Greenpeace calls for an urgent investigation into the data discrepancies.

40 percent of Europe affected

The Chernobyl accident occurred on April 26, 1986 in Pripyat, on what is today the Ukraine-Belarus border but was previously part of the Soviet union.

The plant's No. 4 reactor exploded while on a test run, releasing massive amount of radioactive materials into the atmosphere, reaching western Europe.

The western Balkans, Finland, Sweden, Bulgaria, Norway, Romania, Germany, Austria and Poland recorded high levels of radioactivity.

In total, some 40 percent of the European continent's surface was contaminated a European Parliament report debated earlier this week has concluded.

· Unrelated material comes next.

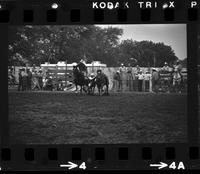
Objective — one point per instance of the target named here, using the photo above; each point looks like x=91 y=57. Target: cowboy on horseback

In many European countries, food safety restriction orders related to Chernobyl are still in force.

The UN study published data on the 2.3 percent of European soil that received the very highest levels of radioactivity (over 40.000 Becquerel per square metre) however.

The parliament's rapporteur, German green MEP Rebecca Harm, called the approach "remarkably selective reporting" but the UN energy agency has denied massaging figures.

Chernobyl still a risk

To mark the anniversary, the European Commission on Thursday (20 April) presented a summary of its investments in fighting the consequences of the disaster.

Brussels has so far allocated over €470 million to Chernobyl-related projects and is pledging another €240 million to help construct by 2012 a new sarcophagus, or shell, to help seal in the damaged reactor.

Leaks and cracks in the current shell could cause the structure to collapse, experts fear, creating a second catastrophe.